Por isso, na contramão daquilo que defende o governo, no dia 03 de abril de 2019, a Comissão de Assuntos Sociais do Senado aprovou projeto de lei (PLS 374/2018) que eleva o limite da renda familiar que habilita ao recebimento do Benefício de Prestação Continuada, o BPC. De autoria do senador Dalirio Beber (PSDB-SC), a proposta altera a Lei Orgânica da Assistência Social para considerar, como incapaz de prover sua manutenção, a pessoa com deficiência ou idosa, cuja renda mensal per capita seja inferior a três quintos do salário mínimo nacional - o equivalente, atualmente, a R$ 598,80. A matéria ainda irá à Comissão de Assuntos Econômicos. 

Cumpre, por fim, ressaltar o relevante papel que os programas assistenciais têm desempenhado no combate à pobreza e à miséria no Brasil, permitindo a garantia do mínimo existencial. Esses programas asseguram condições mínimas de dignidade a todos aqueles que, por serem idosos ou deficientes, não têm oportunidade de se inserir no mercado de trabalho. A existência digna deve ser algo comum a todos os indivíduos que não conseguem obter seus próprios recursos e do seu núcleo familiar, devendo ser amparados pelo Estado. Trata-se, portanto, da própria materialização do princípio da solidariedade, um dos pilares da Constituição Federal, em que a coletividade ampara aqueles que não detém as mesmas condições de competir no já escasso mercado de trabalho, em que não há sequer vagas para aqueles que detém plenas condições laborais.

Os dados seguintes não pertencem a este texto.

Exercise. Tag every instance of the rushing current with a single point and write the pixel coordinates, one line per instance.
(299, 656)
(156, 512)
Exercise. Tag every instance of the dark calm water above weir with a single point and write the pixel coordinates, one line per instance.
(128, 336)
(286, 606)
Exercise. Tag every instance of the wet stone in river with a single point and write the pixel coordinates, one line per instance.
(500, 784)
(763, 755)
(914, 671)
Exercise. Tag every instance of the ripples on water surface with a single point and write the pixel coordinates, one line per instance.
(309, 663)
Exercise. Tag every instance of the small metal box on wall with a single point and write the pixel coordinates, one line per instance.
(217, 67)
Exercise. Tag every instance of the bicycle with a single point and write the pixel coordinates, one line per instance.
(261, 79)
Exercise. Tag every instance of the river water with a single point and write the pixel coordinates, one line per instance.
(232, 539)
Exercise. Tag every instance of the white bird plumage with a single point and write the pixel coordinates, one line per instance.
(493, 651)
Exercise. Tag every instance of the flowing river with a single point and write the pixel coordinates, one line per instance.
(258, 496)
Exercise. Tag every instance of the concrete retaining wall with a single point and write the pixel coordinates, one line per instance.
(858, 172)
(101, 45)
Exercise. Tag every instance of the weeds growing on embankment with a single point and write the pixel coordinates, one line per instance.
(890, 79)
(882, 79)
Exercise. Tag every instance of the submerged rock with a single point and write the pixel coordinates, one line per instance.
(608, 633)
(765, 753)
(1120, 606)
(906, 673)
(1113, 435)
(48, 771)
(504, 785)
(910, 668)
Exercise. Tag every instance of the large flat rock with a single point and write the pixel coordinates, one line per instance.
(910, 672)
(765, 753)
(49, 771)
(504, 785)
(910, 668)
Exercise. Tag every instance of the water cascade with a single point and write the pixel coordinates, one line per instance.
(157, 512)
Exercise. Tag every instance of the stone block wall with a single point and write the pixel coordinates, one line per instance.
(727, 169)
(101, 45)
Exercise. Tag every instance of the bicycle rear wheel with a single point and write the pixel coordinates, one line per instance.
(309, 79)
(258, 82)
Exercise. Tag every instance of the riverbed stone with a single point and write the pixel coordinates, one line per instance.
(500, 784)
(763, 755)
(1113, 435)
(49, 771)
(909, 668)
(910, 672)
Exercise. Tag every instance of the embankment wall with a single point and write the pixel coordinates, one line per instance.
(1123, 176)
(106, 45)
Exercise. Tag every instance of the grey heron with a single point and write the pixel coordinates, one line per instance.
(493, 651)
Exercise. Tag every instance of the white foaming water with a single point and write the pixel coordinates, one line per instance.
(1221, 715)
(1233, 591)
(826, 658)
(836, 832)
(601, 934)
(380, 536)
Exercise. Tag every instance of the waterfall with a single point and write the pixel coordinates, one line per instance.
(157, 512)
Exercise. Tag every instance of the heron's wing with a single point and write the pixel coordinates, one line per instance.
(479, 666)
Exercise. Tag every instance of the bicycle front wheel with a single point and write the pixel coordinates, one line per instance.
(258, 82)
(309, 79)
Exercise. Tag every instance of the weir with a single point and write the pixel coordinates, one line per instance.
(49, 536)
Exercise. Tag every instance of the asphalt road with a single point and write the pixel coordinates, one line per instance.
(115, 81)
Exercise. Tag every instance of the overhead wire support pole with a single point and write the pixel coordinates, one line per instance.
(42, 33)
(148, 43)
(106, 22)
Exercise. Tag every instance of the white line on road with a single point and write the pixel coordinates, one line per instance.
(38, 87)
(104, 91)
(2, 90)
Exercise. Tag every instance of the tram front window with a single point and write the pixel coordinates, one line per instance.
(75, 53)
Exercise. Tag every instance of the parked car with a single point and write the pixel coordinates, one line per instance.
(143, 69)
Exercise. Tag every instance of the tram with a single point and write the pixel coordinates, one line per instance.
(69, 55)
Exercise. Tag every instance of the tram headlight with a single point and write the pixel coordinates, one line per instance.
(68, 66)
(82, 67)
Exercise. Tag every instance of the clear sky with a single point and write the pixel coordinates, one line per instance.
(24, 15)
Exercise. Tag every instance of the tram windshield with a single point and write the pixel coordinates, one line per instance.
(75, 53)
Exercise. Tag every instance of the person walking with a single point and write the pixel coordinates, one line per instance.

Portanto, o tema acerca das alterações relativas ao BPC deve ser tratado com extrema cautela, pois a rede de proteção oferecia pela assistência social, na qual o BPC se encontra imerso, é direcionada para a camada mais necessitada da população. Assim, a concessão de um benefício, ainda que em valor mínimo, coloca esses cidadãos na qualidade de merecedores de atenção e de tratamento igualitário perante o Estado e às demais pessoas, garantindo condições existenciais mínimas para uma vida digna e saudável.